400 ‘Arctic Angels’ land in Fort Wainwright for Forcible Entry Operation exercise
The paratrooper combat training event is the first of its size and scope that’s happened at the Fairbanks U.S. Army installation
FORT WAINWRIGHT, Alaska (KTUU) - Four hundred U.S. Army paratroopers, known as Arctic Angels, from Joint Base Elmendorf-Richardson dropped onto Fort Wainwright in Fairbanks early Sunday morning.
It was all part of the Joint Pacific Multinational Readiness Center-Alaska Exercise, which is designed to help prepare them for cold weather combat operations.
This is the first time that number of soldiers have dropped into Fort Wainwright as part of an exercise of this scale, according to John Pennell, chief media relations with the U.S. Army 11th Airborne Division.
“The Arctic has been kind of pushed to the forefront in most people’s thoughts with the global climate change, the melting ice caps, the opening up of the Northwest Passage,” Pennell said.
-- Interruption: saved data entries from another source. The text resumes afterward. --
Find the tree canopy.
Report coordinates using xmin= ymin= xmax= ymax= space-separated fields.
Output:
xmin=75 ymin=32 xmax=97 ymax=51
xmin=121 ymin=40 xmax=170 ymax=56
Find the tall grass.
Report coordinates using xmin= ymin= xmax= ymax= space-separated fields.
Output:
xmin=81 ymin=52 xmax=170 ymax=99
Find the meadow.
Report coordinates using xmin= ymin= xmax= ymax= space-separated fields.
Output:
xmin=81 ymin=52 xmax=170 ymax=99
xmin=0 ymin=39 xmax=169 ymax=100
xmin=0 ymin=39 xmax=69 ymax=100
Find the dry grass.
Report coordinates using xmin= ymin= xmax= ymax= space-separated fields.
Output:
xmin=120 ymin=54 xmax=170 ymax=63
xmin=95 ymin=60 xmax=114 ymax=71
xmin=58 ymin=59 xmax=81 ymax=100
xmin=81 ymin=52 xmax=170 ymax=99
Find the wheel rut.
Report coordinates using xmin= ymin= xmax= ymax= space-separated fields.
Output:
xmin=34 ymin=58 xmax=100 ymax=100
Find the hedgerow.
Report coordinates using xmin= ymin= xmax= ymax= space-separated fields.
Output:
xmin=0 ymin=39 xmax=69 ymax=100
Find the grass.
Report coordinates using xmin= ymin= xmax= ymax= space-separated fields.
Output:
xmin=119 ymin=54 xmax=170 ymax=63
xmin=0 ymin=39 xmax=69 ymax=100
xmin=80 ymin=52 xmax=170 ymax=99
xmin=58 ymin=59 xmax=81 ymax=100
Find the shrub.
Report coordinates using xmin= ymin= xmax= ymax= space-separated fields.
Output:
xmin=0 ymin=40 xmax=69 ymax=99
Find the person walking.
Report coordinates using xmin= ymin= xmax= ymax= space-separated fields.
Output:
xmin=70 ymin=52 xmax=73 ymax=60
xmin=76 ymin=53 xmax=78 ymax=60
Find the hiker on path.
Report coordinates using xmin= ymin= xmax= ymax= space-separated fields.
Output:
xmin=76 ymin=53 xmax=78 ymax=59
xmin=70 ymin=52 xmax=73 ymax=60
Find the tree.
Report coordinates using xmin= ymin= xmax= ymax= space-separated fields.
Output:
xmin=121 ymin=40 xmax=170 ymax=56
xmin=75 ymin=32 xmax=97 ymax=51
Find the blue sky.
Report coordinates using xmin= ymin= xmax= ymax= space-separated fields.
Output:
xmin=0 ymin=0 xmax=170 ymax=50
Because the airfield is bordered on multiple sides by the Chena River, a river rescue team was in place on both sides of the waterway, the U.S. Army Garrison at Fort Wainwright said in a statement. No significant injuries were reported during the training exercise and all of the jumpers landed on the airfield, according to the statement.
There will be more training operations like this in the coming days to help prepare and exercise the military’s strength for cold weather and air operations, Pennell said.
“It’s incredibly important as we regain our Arctic focus for the soldiers here in Alaska,” he said. “We’ve gone, you know the 20 years of global war on terrorism where we had kind of gone away from our bread and butter which is functioning in the environment here in the Arctic.”
Military representatives from Chile, Nepal, Mongolia, Norway, Germany, Canada, Finland, Italy and Japan were also involved in the Joint Pacific Multinational Readiness Center Alaska operation.